Lazenby was gone. White followed his commander to his feet. ‘Clear for action,' Faulkner said. ‘Hold the men out of sight behind closed ports. I'll try and bluff it out.'

‘If they've taken any of our ships we'll certainly be recognized.'

‘We'll try, nevertheless.'

‘I hope our men won't fail us,' White remarked as they left the cabin.

‘Load your pistols, just in case.'

Faulkner approached Lazenby who handed him his glass and indicated the ships. Ahead lay the low coast, grey-green above its golden strand of sand, and spiked with the spires of distant churches and crossed with the slowly turning sails of windmills. But lying on the grey sea between, many with their main topsails to their masts, were some twenty vessels, mostly men-of-war. Faulkner could see the Commonwealth ensigns and, just as Lazenby had reported, the adapted flag that marked a flag officer flying from the nearest, just herself heaving-to in the grain of the approaching
Phoenix
: Moulton.

Faulkner looked aloft at the horizontal stripes of the Dutch ensign, then ordered a slight alteration of course that would cross Moulton's stern. They were closing fast and the Parliamentary admiral, having brought his vessel to a standstill, would now be hoping that Faulkner would not rake him if he opened fire.

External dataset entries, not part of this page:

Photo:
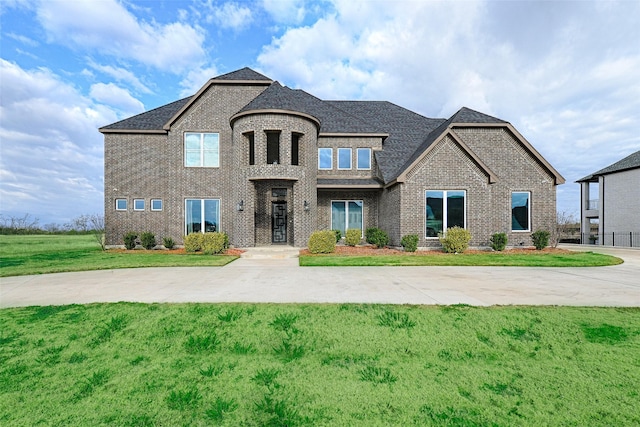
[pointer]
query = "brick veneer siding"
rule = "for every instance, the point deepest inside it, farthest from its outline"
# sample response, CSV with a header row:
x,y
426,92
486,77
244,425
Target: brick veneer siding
x,y
488,206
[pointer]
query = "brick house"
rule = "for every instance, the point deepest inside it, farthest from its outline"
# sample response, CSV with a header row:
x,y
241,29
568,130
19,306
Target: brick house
x,y
269,165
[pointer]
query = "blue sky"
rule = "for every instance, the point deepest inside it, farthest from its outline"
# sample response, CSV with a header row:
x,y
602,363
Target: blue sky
x,y
565,74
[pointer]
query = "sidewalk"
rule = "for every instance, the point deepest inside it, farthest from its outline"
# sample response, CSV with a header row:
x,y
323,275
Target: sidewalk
x,y
283,281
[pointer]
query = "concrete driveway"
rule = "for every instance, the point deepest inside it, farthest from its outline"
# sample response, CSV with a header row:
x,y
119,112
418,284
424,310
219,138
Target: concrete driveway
x,y
283,281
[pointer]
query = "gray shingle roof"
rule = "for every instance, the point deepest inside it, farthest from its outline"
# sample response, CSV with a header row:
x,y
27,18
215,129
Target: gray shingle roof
x,y
632,161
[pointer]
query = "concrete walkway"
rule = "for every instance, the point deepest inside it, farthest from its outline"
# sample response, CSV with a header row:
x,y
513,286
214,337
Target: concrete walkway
x,y
258,279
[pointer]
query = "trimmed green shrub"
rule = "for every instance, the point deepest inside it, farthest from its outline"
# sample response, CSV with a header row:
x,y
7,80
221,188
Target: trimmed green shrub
x,y
410,242
353,236
322,242
540,239
498,241
148,240
130,240
377,237
455,240
193,242
168,242
213,243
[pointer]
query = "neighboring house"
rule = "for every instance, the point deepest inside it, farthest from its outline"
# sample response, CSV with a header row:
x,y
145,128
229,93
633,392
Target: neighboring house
x,y
610,204
269,165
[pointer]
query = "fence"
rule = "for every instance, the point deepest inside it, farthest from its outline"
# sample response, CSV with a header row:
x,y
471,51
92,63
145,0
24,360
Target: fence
x,y
629,239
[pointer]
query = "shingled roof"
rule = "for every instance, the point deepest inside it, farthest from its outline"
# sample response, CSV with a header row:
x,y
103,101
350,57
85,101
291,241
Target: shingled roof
x,y
632,161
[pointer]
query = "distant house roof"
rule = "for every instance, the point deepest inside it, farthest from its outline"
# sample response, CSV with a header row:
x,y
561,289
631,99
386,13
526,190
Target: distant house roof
x,y
632,161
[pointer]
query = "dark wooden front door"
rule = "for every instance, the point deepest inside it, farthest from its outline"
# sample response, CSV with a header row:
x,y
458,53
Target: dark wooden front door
x,y
279,222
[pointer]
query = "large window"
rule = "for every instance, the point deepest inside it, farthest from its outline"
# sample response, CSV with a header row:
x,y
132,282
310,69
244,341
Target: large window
x,y
364,158
202,215
202,150
520,211
346,214
445,209
325,158
344,158
273,148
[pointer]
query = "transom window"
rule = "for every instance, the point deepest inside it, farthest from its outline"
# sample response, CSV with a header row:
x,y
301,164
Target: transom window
x,y
520,211
344,158
325,158
202,150
445,209
364,158
346,214
202,215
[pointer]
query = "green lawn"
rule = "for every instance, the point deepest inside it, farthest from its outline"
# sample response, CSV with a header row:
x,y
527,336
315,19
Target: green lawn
x,y
37,254
573,259
335,365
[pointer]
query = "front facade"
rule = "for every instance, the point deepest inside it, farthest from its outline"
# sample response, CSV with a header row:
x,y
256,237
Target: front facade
x,y
610,202
269,165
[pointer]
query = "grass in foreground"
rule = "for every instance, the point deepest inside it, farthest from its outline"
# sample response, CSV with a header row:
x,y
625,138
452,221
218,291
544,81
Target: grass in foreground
x,y
38,254
314,365
505,259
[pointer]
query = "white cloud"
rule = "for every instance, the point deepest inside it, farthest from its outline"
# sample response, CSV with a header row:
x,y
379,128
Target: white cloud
x,y
51,160
107,27
117,97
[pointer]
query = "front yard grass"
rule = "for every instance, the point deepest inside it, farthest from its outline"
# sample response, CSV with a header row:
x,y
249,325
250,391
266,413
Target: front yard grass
x,y
504,259
38,254
315,365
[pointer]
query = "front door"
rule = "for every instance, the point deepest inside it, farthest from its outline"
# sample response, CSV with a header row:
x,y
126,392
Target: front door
x,y
279,222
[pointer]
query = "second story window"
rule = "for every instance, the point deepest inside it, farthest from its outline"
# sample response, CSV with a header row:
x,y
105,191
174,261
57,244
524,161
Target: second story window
x,y
202,150
273,148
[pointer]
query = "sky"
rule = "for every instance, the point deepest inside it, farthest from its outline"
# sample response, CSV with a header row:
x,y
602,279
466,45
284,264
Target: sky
x,y
566,74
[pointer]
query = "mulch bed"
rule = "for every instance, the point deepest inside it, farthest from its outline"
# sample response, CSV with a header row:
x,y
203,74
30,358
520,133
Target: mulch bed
x,y
369,250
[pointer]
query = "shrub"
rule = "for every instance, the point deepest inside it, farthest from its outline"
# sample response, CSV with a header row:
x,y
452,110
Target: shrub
x,y
353,236
377,237
148,240
130,240
213,243
193,242
455,240
168,242
410,242
540,239
498,241
322,242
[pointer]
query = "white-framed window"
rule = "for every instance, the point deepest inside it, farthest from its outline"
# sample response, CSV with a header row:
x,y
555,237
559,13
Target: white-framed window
x,y
325,158
121,204
344,158
138,204
202,150
347,214
363,158
202,215
520,211
444,209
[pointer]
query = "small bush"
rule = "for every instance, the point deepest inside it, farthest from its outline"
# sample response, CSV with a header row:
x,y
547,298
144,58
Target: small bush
x,y
148,240
498,241
353,236
168,242
322,242
214,243
193,242
130,240
455,240
410,242
540,239
377,237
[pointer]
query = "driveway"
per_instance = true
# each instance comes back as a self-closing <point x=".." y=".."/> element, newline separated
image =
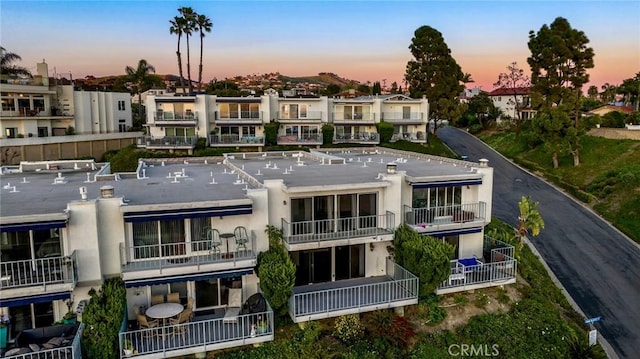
<point x="597" y="265"/>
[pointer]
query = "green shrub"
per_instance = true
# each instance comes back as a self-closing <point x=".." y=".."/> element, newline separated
<point x="481" y="300"/>
<point x="385" y="130"/>
<point x="348" y="328"/>
<point x="327" y="134"/>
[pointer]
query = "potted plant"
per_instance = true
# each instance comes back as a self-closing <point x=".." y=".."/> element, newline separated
<point x="70" y="317"/>
<point x="128" y="347"/>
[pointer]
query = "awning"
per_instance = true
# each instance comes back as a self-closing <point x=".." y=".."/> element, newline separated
<point x="186" y="277"/>
<point x="14" y="302"/>
<point x="452" y="183"/>
<point x="17" y="227"/>
<point x="169" y="214"/>
<point x="453" y="232"/>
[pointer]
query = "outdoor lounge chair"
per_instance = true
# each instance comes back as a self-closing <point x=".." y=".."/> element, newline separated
<point x="233" y="306"/>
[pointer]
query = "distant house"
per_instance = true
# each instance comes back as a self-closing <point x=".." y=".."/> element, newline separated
<point x="603" y="110"/>
<point x="514" y="102"/>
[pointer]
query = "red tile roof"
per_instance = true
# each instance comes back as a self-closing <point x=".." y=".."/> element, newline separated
<point x="503" y="91"/>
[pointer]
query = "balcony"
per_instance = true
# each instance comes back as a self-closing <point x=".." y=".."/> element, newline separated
<point x="239" y="117"/>
<point x="497" y="267"/>
<point x="312" y="139"/>
<point x="168" y="142"/>
<point x="412" y="118"/>
<point x="229" y="140"/>
<point x="353" y="118"/>
<point x="200" y="335"/>
<point x="165" y="118"/>
<point x="307" y="117"/>
<point x="458" y="216"/>
<point x="338" y="232"/>
<point x="417" y="137"/>
<point x="362" y="138"/>
<point x="37" y="276"/>
<point x="140" y="261"/>
<point x="325" y="300"/>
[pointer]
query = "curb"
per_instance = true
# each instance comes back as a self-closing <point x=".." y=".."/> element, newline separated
<point x="605" y="344"/>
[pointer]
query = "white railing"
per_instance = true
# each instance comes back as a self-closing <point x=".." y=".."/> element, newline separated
<point x="158" y="256"/>
<point x="167" y="141"/>
<point x="458" y="213"/>
<point x="230" y="139"/>
<point x="341" y="228"/>
<point x="206" y="333"/>
<point x="403" y="286"/>
<point x="402" y="117"/>
<point x="502" y="267"/>
<point x="38" y="272"/>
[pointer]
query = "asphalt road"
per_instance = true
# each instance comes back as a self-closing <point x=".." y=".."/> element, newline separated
<point x="598" y="266"/>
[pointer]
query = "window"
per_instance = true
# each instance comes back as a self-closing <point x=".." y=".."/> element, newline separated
<point x="10" y="132"/>
<point x="43" y="132"/>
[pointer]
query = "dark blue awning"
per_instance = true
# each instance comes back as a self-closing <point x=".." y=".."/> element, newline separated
<point x="14" y="302"/>
<point x="170" y="214"/>
<point x="453" y="232"/>
<point x="452" y="183"/>
<point x="187" y="277"/>
<point x="17" y="227"/>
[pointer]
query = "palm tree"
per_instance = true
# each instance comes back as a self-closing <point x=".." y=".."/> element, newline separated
<point x="6" y="64"/>
<point x="177" y="27"/>
<point x="204" y="25"/>
<point x="529" y="221"/>
<point x="140" y="76"/>
<point x="189" y="17"/>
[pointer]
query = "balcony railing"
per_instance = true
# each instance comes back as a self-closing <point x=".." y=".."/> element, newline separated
<point x="194" y="253"/>
<point x="167" y="142"/>
<point x="308" y="139"/>
<point x="459" y="213"/>
<point x="164" y="116"/>
<point x="341" y="228"/>
<point x="339" y="117"/>
<point x="38" y="272"/>
<point x="235" y="140"/>
<point x="401" y="117"/>
<point x="362" y="137"/>
<point x="308" y="116"/>
<point x="497" y="267"/>
<point x="399" y="287"/>
<point x="243" y="116"/>
<point x="200" y="335"/>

‘The first round is mine,' Faulkner murmured to himself, though with little confidence in the outcome of the bout.

‘Ahoy there! What ship?'

Faulkner ignored the hail. They would see the ship's name soon enough when they read it across the stern but until then . . . He went to the larboard rail and raised his hat as they made to pass across the flagship's stern. Already the men were labouring in the waist, hauling the yards for fear the approaching vessel would open fire into her almost defenceless stern.

‘
Goedmorgen, Meneer
,' he shouted. ‘
Ik ben na een lange zeereis op mijn weg terug van Batavia,
' explaining they had had a long passage from Batavia in the East Indies.

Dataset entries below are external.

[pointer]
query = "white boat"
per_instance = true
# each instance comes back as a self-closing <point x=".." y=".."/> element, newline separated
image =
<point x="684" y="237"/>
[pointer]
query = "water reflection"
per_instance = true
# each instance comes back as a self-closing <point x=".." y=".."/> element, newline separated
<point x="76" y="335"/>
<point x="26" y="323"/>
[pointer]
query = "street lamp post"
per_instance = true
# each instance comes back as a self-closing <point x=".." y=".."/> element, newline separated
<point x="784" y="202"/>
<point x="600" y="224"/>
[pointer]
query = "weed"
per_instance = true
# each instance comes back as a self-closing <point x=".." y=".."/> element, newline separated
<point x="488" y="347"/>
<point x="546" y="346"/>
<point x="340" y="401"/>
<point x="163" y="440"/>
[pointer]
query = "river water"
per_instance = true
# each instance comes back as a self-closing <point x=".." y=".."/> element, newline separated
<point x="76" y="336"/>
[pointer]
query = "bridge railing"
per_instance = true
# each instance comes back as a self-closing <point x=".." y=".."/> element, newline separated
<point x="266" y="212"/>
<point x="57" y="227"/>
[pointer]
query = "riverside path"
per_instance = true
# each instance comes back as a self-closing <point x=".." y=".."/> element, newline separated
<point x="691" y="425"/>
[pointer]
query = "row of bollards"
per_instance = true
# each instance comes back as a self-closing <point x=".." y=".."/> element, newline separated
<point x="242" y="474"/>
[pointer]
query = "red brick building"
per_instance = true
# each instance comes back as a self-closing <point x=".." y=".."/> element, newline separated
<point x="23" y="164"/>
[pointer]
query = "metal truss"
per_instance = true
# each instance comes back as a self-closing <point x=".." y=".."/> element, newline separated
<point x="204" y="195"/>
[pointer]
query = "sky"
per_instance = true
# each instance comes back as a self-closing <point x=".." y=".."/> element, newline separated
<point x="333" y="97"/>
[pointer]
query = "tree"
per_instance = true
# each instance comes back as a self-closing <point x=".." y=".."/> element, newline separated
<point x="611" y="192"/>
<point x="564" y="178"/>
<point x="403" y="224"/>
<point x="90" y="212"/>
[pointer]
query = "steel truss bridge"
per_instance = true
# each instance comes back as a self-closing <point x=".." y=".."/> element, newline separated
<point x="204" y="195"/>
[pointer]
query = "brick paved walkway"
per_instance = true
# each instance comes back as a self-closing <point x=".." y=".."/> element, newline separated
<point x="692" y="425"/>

Faulkner's Dutch was crude and rudimentary but good enough to buy him the respite to pass under the flagship's stern and head towards the other ships lying between the
Phoenix
and the shore where the entrance of the Haringvliet lay open to the north of Goeree. Then the shout of recognition as their name was seen was quickly followed by the boom of a gun and the skipping splash of the ricocheting ball passing along their larboard side. But Moulton had left the firing of a broadside too late. Already his ship's yards were swinging her head as she came round in pursuit.

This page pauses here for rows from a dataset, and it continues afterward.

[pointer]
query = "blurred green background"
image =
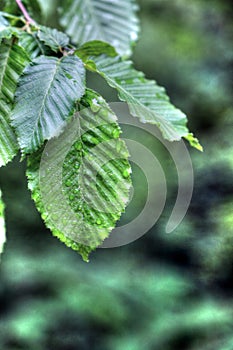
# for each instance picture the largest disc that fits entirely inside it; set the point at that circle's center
(162, 292)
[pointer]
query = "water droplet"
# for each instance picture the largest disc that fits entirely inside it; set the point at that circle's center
(116, 133)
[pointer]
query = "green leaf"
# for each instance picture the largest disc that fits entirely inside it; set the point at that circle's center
(46, 98)
(83, 208)
(95, 48)
(13, 60)
(32, 45)
(9, 32)
(147, 101)
(33, 184)
(112, 22)
(2, 225)
(53, 38)
(3, 22)
(33, 7)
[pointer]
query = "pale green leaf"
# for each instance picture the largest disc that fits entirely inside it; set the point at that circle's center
(95, 48)
(147, 101)
(2, 225)
(53, 38)
(13, 60)
(114, 22)
(95, 182)
(8, 32)
(46, 98)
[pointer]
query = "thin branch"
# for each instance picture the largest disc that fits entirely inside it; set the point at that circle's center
(24, 12)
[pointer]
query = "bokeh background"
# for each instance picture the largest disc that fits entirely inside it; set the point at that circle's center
(162, 292)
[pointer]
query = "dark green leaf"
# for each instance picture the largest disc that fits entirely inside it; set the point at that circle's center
(2, 225)
(32, 45)
(13, 60)
(45, 99)
(112, 22)
(147, 101)
(95, 48)
(53, 38)
(95, 179)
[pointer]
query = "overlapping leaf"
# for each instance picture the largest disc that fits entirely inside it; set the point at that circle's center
(53, 38)
(13, 60)
(32, 45)
(147, 101)
(95, 48)
(45, 99)
(2, 225)
(114, 22)
(3, 22)
(82, 206)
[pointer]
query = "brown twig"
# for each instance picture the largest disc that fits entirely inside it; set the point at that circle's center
(25, 13)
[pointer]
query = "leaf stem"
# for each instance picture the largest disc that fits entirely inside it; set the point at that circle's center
(24, 12)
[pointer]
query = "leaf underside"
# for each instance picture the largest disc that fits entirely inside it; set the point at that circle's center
(32, 45)
(147, 101)
(95, 182)
(13, 60)
(2, 225)
(45, 99)
(115, 23)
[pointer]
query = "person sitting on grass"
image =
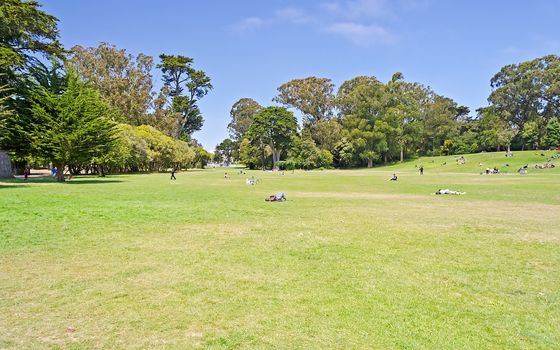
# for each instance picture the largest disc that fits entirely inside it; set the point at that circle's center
(448, 191)
(278, 197)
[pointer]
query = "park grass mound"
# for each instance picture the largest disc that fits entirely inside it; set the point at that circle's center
(350, 260)
(477, 163)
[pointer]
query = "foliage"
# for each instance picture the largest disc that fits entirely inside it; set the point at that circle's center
(179, 74)
(225, 150)
(552, 137)
(123, 81)
(241, 114)
(25, 31)
(70, 128)
(272, 126)
(528, 91)
(312, 96)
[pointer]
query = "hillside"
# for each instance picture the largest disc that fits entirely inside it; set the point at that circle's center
(476, 163)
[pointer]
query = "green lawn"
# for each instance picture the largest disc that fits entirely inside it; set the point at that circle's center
(351, 260)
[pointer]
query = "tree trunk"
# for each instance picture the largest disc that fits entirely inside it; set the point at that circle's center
(5, 165)
(60, 172)
(275, 158)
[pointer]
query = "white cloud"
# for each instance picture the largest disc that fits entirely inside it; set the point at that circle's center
(293, 15)
(357, 8)
(250, 23)
(361, 34)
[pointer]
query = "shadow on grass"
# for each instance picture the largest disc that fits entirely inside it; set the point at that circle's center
(10, 183)
(90, 181)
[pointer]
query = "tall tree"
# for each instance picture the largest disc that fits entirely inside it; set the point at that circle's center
(225, 150)
(241, 114)
(124, 82)
(552, 137)
(25, 31)
(529, 91)
(312, 96)
(69, 128)
(495, 132)
(361, 104)
(178, 75)
(273, 126)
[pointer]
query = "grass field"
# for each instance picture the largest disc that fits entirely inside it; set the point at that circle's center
(351, 260)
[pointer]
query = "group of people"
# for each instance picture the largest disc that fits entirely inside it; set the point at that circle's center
(492, 171)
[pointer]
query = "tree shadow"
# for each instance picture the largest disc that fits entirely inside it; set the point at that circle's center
(10, 183)
(89, 181)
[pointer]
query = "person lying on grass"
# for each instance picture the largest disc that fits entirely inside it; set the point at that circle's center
(448, 191)
(278, 197)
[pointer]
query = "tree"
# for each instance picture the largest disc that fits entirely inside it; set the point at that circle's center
(495, 131)
(250, 155)
(361, 102)
(225, 150)
(273, 126)
(242, 113)
(123, 81)
(25, 31)
(5, 162)
(529, 91)
(69, 128)
(178, 74)
(326, 133)
(312, 96)
(552, 137)
(531, 134)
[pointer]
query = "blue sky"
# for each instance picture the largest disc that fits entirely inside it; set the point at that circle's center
(250, 47)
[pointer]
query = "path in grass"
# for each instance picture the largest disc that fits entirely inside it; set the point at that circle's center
(351, 260)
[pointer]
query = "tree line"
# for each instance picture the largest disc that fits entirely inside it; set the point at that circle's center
(369, 122)
(92, 109)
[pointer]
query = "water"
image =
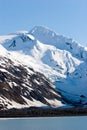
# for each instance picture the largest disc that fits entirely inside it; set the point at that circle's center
(58, 123)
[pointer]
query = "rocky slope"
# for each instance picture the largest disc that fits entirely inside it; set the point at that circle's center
(60, 59)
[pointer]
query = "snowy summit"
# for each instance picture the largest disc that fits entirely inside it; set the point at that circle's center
(56, 58)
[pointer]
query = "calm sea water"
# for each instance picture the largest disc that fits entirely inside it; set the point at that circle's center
(58, 123)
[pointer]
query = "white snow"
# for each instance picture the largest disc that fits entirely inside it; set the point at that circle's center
(59, 58)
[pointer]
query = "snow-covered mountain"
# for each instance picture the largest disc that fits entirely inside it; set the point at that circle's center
(21, 86)
(60, 59)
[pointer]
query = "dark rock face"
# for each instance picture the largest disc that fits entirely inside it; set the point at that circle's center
(18, 82)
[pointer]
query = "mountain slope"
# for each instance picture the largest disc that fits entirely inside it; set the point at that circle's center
(60, 59)
(21, 86)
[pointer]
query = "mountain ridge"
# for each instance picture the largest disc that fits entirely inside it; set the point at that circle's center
(60, 59)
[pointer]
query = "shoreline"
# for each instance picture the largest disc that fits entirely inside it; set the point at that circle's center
(34, 112)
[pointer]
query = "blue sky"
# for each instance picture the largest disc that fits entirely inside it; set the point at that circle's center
(67, 17)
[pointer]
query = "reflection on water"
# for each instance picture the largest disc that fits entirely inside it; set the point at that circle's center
(58, 123)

Faulkner kept the Dutch colours hoisted and boldly held his course. It was clear the other ships were uncertain as to what was going on. The firing of a single gun from a flagship could mean anything, usually signifying a signal from the admiral was not being attended to and setting every quarterdeck abuzz with introspection. All they would see was Moulton's flagship swinging in the wake of an incoming Dutchman and, although the
Phoenix
was unmistakably not a Dutch-built ship, the fact that she was carrying full sail and heading confidently for the entrance to the Haringvliet flying Dutch colours was sufficient to inhibit any captain in the Commonwealth ships from using too much initiative.